One of the biggest swings was a full-body fire burn involving a mail truck. A character is engulfed in flames and emerges burning, waving her arms for help. “We hadn’t done a fire burn on the show yet,” Bhambree says. “We were excited.” The resulting sequence earned the show an Emmy nomination for stunt performance.

FBI: Most Wanted [NBC]

But the defining moment of their run came earlier, when an ambulance chase was initially scripted to end with an implied crash. “We were new,” Mulvey says. “And I leaned to the producer, Terry Miller, and said, ‘We could flip the ambulance for real.’” The producer paused, asked if he was sure, then said, “OK.”  “From there, everybody was like, ‘Oh, we can do this stuff on this show.’ And the next three seasons we were doing ‘em for real,” Mulvey says.

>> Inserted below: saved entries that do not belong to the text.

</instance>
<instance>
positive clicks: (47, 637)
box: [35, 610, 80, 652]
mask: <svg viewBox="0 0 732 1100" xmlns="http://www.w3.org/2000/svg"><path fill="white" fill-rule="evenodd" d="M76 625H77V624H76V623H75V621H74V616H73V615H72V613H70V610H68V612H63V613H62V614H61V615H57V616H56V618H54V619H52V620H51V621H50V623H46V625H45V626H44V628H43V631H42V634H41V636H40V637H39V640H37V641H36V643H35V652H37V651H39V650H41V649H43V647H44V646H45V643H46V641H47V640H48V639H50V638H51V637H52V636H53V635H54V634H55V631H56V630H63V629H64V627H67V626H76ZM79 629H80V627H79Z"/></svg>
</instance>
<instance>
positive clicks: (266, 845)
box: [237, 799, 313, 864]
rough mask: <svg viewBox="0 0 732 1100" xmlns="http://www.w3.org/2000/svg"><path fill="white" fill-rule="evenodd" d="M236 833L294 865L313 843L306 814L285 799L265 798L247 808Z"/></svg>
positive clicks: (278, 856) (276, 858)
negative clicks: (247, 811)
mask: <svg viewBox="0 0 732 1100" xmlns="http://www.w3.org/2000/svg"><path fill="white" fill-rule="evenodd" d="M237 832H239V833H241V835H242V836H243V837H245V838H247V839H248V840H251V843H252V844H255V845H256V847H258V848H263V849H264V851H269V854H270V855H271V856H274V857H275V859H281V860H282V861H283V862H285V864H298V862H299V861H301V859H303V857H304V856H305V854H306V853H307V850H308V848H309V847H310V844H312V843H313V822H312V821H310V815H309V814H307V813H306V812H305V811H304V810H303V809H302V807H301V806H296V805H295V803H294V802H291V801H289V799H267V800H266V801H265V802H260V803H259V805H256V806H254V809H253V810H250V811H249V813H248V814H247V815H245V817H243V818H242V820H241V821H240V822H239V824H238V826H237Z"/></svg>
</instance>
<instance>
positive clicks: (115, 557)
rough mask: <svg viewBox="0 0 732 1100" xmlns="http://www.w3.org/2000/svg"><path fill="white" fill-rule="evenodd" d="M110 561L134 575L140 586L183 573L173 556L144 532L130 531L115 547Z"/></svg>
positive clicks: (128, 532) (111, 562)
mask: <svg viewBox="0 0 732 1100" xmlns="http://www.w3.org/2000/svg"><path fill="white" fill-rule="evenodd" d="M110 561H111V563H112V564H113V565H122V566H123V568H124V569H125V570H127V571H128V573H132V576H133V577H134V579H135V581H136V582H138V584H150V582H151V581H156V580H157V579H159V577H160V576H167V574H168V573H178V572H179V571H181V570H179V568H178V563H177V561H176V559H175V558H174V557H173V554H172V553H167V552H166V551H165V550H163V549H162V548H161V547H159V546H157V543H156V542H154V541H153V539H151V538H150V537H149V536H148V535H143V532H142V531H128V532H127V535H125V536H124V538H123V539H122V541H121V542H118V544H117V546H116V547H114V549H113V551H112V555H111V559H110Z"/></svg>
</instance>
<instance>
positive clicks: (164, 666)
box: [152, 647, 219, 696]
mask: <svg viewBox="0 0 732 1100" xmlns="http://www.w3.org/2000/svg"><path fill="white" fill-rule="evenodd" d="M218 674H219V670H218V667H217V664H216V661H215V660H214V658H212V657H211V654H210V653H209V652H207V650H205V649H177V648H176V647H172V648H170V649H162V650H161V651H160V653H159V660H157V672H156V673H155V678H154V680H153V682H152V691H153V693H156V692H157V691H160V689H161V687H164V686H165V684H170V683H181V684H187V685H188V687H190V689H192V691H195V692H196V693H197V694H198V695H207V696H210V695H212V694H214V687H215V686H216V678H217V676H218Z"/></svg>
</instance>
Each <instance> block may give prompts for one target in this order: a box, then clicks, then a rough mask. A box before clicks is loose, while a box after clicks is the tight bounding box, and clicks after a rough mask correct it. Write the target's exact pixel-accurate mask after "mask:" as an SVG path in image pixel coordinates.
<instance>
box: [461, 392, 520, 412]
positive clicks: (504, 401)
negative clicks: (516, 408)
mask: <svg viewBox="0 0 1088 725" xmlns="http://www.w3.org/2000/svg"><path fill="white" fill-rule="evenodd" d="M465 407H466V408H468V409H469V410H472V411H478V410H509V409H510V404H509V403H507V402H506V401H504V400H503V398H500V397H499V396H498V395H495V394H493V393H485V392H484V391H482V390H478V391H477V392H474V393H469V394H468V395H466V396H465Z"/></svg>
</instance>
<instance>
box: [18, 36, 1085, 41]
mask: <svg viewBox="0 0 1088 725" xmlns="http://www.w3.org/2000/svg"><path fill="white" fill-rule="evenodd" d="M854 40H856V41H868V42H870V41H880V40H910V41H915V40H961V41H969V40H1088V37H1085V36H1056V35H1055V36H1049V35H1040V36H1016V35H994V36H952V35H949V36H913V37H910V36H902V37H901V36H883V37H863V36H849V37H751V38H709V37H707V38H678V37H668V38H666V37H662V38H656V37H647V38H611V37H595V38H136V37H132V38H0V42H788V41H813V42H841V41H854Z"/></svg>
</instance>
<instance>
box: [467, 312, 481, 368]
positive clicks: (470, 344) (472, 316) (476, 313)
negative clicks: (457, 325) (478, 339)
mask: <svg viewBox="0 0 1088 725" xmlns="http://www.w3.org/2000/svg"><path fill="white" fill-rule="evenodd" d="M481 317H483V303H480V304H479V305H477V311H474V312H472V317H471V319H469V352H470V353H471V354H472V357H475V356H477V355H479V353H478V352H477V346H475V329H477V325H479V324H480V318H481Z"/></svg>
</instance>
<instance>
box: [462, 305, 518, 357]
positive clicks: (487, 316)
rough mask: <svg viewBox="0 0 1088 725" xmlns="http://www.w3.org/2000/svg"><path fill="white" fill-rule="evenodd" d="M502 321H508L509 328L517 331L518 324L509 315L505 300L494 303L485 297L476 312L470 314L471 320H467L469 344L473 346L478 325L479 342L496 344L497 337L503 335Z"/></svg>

“We paid for it for sure,” Bhambree adds with a laugh.  “Every now and then, I’d say to him, ‘This is all your fault!’”

The cast was game to do it for real. Dylan McDermott approached action scenes like a man personally offended by the concept of stunt doubles. “ It would be on us to make sure we pull him back and save him and be conservative with him, because he’s like an action star,” Mulvey says.

FBI: Most Wanted [NBC]

 “They were all very talented physically, and some of them could drive really well,” Bhambree says. “We got lucky with how much they were able to pull off.”

“ Edwin Hodge, I used to joke if the acting thing doesn’t work out, you could be a stunt man,” Mulvey adds. “He was just awesome to watch.”

The two originally met as NYU students—she studied acting and martial arts, he studied film production—and eventually moved to L.A. to try to break into action filmmaking. After the DVD market collapsed, they returned to New York and found the stunt world opening up just as diversity in casting widened.  “Honestly, I didn’t know that I could get into it because, being a woman minority, I just didn’t know that there was much opportunity for me,” Bhambree says. “We were really fortunate that there were some coordinators out in New York who were very diversity-minded, and the industry was changing, casting more diverse characters that I could double.”

Now, after several seasons on FBI: Most Wanted, they’re moving back toward directing with their short film Dual, currently on the festival circuit (most recently FilmQuest in Utah).

In other words: After proving they could pull off the impossible, week after week, Mulvey and Bhambree are ready to flip an ambulance or two for themselves.

Declan Mulvey and Nitasha Bhambree are Emmy-nominated stunt coordinators and SAG Award-nominated stunt performers whose credits include everything from If I Had Legs I’d Kick You and The Penguin to Past Lives and The Blacklist. Their craft services go-to?  “Hard-boiled eggs,” Mulvey says. “The perfect food.” And if they needed a little cheat, Bhambree says they turned to peanut butter-filled pretzels. (Also a perfect food, in my opinion.)